Lo que tienen en común ambos ejemplos es que en ninguno hubo una disposición regulatoria del Osiptel ni de la SBS que los forzara. Como en una carrera, el ver que un competidor se adelanta genera los incentivos para esforzarse aun más y no perder el paso. La competencia creó las condiciones (y la necesidad) para mejorar.

Esta reflexión es especialmente importante en vista de que, para ciertos burócratas, congresistas y sectores de la población, la regulación de la actividad privada suele ser la opción favorita. El problema con esta solución es que el regulador de turno tiene, por un lado, limitado conocimiento respecto de las posibilidades de innovación y costos de las empresas proveedoras y, por otro lado, aun menos conocimiento de las preferencias del público.
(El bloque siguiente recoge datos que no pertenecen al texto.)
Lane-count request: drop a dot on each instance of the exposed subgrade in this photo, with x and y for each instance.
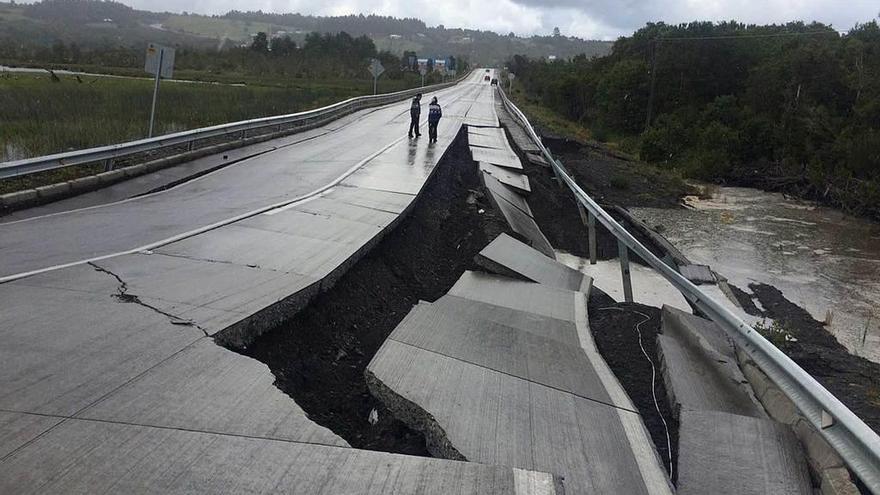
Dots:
(319, 356)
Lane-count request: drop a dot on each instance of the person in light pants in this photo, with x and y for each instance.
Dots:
(415, 110)
(434, 114)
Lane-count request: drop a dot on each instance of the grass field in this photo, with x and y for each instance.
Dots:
(38, 116)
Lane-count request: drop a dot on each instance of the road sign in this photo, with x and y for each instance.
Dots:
(160, 62)
(376, 68)
(158, 55)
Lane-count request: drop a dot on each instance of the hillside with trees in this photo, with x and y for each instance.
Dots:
(34, 33)
(792, 107)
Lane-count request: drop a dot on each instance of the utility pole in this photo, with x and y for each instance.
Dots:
(160, 62)
(650, 110)
(156, 92)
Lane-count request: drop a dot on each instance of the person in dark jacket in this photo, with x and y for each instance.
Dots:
(434, 114)
(415, 110)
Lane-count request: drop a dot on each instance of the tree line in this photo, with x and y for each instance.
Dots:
(321, 56)
(792, 107)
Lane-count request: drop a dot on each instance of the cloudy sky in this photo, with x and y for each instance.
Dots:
(596, 19)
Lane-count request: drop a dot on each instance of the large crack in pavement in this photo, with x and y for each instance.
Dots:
(123, 296)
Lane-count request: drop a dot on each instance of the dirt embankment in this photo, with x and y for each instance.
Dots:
(319, 356)
(613, 324)
(852, 379)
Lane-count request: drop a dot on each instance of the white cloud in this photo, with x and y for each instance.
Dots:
(596, 19)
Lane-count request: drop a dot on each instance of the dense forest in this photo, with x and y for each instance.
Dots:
(792, 107)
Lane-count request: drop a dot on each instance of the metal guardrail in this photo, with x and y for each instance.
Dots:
(235, 130)
(856, 443)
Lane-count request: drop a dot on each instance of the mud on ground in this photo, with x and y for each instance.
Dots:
(319, 356)
(852, 379)
(614, 330)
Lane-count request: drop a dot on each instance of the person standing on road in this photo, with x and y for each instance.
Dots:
(415, 110)
(434, 114)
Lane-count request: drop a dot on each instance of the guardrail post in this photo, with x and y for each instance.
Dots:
(591, 233)
(623, 253)
(589, 222)
(556, 172)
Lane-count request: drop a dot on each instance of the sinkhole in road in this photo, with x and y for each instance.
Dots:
(319, 355)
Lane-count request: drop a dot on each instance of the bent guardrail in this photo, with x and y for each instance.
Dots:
(234, 130)
(856, 443)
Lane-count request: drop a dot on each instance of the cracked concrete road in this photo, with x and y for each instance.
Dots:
(276, 177)
(109, 378)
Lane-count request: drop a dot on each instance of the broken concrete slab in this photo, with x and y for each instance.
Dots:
(698, 274)
(704, 333)
(261, 249)
(724, 453)
(523, 224)
(79, 347)
(17, 429)
(517, 294)
(510, 178)
(502, 348)
(208, 388)
(498, 191)
(537, 159)
(494, 132)
(697, 376)
(368, 198)
(496, 142)
(507, 256)
(475, 413)
(222, 286)
(97, 457)
(550, 328)
(499, 158)
(702, 380)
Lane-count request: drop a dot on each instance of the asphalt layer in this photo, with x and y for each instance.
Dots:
(276, 177)
(852, 379)
(319, 356)
(614, 329)
(557, 214)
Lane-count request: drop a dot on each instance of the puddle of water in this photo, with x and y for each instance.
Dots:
(821, 259)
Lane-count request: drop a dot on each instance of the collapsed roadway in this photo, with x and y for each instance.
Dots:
(112, 379)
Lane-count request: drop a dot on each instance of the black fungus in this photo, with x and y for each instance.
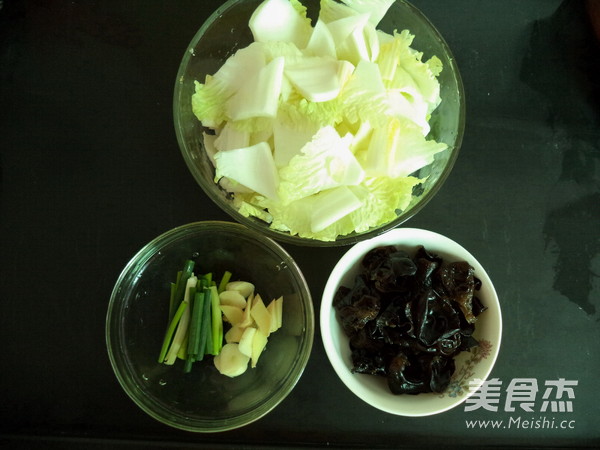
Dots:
(408, 317)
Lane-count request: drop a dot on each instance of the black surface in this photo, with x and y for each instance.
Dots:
(91, 171)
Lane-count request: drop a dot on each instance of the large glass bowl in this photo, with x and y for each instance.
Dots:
(204, 400)
(226, 31)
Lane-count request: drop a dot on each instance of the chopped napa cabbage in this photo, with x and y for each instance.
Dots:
(209, 146)
(288, 140)
(332, 10)
(383, 198)
(252, 167)
(321, 42)
(375, 8)
(364, 97)
(230, 138)
(280, 20)
(410, 75)
(300, 112)
(319, 130)
(398, 150)
(247, 209)
(350, 40)
(208, 102)
(331, 205)
(259, 96)
(316, 78)
(323, 163)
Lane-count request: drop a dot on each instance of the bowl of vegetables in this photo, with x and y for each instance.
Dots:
(411, 322)
(319, 122)
(209, 326)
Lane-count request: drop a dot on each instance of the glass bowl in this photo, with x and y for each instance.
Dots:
(226, 31)
(472, 367)
(204, 400)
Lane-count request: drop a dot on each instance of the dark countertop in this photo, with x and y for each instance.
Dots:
(91, 171)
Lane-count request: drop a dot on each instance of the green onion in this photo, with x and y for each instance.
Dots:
(182, 327)
(206, 322)
(217, 322)
(172, 305)
(170, 330)
(203, 334)
(186, 273)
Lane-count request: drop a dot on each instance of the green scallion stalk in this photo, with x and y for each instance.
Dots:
(170, 330)
(203, 334)
(172, 305)
(217, 322)
(186, 273)
(196, 331)
(207, 321)
(182, 327)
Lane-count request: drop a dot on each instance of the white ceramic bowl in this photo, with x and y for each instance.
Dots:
(472, 367)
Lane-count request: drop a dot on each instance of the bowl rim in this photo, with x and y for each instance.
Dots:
(113, 343)
(408, 237)
(285, 237)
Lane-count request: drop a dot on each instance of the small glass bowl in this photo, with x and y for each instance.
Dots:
(226, 31)
(204, 400)
(472, 367)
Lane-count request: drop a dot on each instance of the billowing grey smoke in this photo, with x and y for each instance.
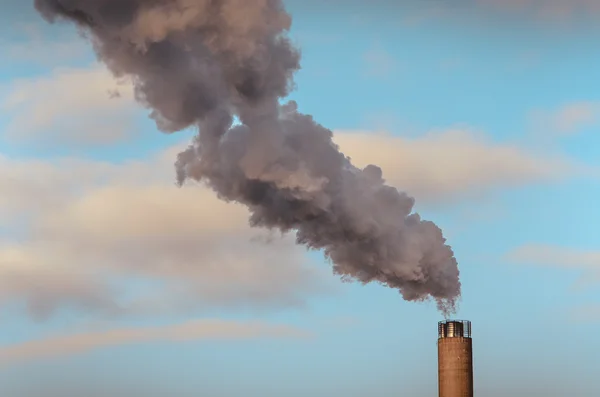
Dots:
(202, 63)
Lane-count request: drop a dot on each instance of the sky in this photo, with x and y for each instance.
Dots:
(114, 282)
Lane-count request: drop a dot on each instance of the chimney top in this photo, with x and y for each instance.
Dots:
(454, 329)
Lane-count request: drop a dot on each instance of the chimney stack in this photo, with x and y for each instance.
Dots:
(455, 359)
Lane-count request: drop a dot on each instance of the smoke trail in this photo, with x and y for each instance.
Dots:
(202, 62)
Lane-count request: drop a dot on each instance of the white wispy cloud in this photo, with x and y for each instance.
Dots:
(454, 163)
(566, 120)
(71, 106)
(205, 329)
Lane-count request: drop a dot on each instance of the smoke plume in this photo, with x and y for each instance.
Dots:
(224, 66)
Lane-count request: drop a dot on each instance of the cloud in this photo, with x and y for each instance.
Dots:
(71, 106)
(113, 239)
(32, 45)
(91, 230)
(451, 164)
(192, 330)
(568, 119)
(587, 262)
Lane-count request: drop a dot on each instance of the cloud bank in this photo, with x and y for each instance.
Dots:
(64, 345)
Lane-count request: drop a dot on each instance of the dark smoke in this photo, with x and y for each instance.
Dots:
(202, 63)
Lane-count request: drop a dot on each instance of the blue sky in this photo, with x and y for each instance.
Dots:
(488, 116)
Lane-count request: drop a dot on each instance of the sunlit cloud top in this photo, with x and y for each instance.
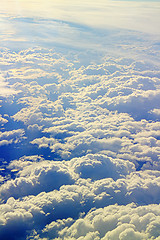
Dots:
(134, 15)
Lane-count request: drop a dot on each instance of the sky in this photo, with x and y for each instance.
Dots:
(79, 120)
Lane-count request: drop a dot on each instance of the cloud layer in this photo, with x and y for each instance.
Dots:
(80, 143)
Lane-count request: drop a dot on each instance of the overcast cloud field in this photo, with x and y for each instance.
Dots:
(80, 120)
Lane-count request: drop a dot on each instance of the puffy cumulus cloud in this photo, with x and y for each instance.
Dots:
(13, 136)
(3, 120)
(100, 122)
(34, 175)
(98, 166)
(69, 201)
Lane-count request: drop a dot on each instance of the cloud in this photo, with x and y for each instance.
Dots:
(9, 137)
(92, 146)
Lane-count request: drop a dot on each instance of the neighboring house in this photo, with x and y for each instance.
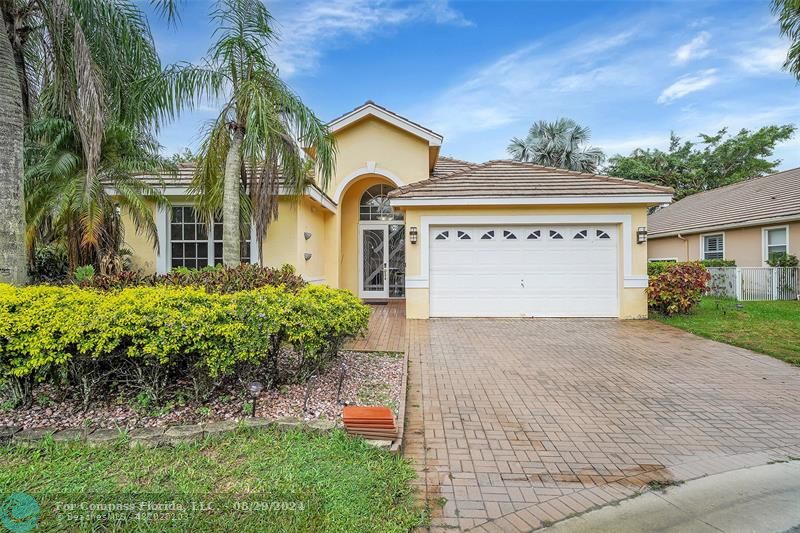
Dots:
(746, 222)
(451, 237)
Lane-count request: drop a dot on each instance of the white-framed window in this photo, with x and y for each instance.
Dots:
(713, 246)
(776, 242)
(192, 245)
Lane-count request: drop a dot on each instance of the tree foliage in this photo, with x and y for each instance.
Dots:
(788, 12)
(87, 71)
(264, 137)
(716, 160)
(561, 144)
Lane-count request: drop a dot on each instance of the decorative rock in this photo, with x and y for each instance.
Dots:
(69, 435)
(99, 437)
(258, 422)
(288, 423)
(150, 437)
(216, 429)
(32, 437)
(189, 433)
(382, 444)
(6, 432)
(321, 426)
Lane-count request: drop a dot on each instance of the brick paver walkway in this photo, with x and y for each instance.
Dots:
(387, 329)
(517, 423)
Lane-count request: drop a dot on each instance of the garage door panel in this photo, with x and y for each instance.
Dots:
(524, 277)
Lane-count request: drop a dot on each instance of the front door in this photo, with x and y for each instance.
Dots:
(381, 260)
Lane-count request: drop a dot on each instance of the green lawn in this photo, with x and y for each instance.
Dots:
(772, 328)
(248, 481)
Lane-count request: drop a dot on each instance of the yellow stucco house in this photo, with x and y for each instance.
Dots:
(452, 238)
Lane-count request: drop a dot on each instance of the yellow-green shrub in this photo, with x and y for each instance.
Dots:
(155, 336)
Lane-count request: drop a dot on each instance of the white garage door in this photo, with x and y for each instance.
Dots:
(507, 271)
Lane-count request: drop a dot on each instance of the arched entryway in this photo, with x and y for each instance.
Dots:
(381, 250)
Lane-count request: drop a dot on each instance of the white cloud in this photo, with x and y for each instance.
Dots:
(307, 30)
(762, 59)
(539, 75)
(688, 84)
(695, 49)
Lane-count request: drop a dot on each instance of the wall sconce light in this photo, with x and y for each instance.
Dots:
(641, 235)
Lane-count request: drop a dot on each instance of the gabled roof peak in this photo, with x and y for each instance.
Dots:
(370, 108)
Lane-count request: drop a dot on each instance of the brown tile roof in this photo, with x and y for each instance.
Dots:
(183, 178)
(447, 165)
(745, 203)
(509, 179)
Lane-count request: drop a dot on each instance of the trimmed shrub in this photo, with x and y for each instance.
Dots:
(49, 264)
(654, 268)
(152, 338)
(783, 260)
(712, 263)
(677, 288)
(214, 279)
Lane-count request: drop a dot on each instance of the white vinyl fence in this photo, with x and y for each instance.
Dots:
(755, 283)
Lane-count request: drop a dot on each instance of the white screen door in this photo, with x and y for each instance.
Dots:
(373, 256)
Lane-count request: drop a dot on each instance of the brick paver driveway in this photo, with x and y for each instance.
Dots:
(520, 422)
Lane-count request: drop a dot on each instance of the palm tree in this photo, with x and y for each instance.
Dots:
(64, 206)
(73, 71)
(558, 144)
(264, 138)
(788, 12)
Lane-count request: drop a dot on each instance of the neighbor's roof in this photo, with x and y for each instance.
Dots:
(747, 203)
(513, 179)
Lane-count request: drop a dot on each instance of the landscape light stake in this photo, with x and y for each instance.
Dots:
(311, 381)
(254, 389)
(342, 376)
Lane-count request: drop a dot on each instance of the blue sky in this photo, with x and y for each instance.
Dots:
(481, 72)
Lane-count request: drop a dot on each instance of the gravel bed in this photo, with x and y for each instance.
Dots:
(372, 379)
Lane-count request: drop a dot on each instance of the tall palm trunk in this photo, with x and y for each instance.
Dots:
(231, 234)
(12, 207)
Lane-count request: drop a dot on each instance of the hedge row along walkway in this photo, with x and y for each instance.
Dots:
(517, 423)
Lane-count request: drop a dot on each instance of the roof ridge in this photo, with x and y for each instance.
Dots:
(456, 160)
(422, 183)
(738, 184)
(385, 109)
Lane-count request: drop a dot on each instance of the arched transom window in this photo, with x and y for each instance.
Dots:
(375, 204)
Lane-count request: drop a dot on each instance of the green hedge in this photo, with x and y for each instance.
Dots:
(155, 337)
(213, 279)
(654, 268)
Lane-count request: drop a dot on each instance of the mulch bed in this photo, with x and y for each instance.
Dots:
(372, 379)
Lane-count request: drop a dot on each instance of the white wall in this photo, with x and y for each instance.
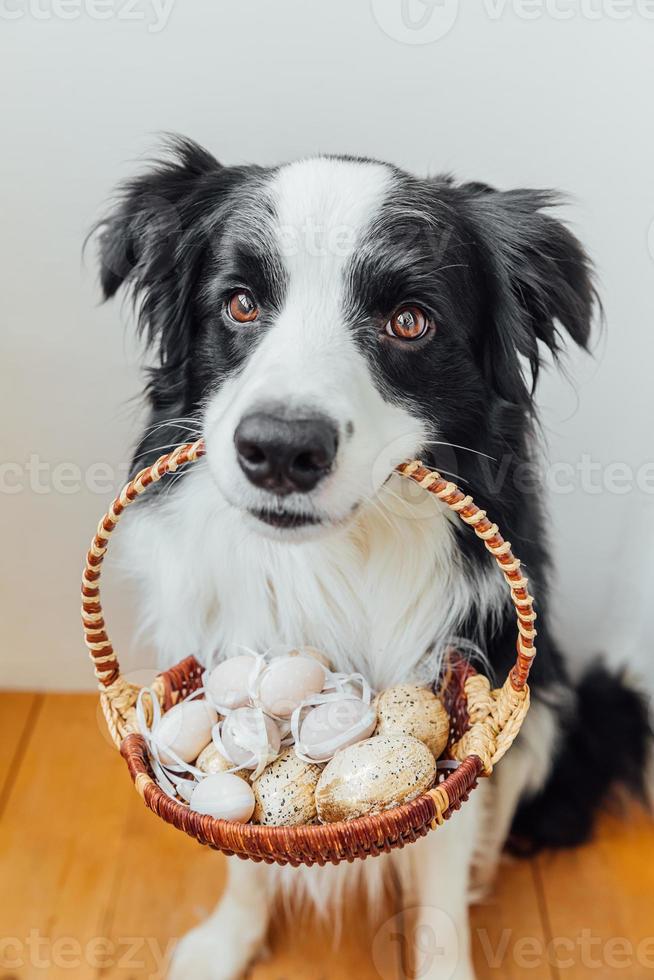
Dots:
(552, 101)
Doblemente tuerto, el exceso regulatorio termina por restringir la innovación y tiene amplias chances de equivocarse –y, de hecho, muchas veces lo hace–.

Esto no quiere decir que no exista espacio para la supervisión pública de los mercados en los que la competencia es limitada (incluyendo los mercados bancario y de telefonía que sirven de ejemplos). Pero en estos casos la política pública debería orientarse a fomentar la competencia siempre que se pueda, no a dejarle menos espacios de acción. Por ejemplo, restringir los tipos de tarifas y servicios que los operadores móviles pueden ofrecer, o condicionarlos a su previa aprobación y reporte al regulador, resta dinamismo al mercado y limita las nuevas ofertas para el público.

Las empresas demuestran, consistentemente, que responden a los incentivos que el mercado les plantea. Más que temerle a la iniciativa privada, el sector público debe dar más espacio para que las empresas gasten sus guantes en esa pugna competitiva; y, por el contrario, permanecer atento al peligro real que palabras como “cooperación” y “reciprocidad” pueden significar para la competencia empresarial.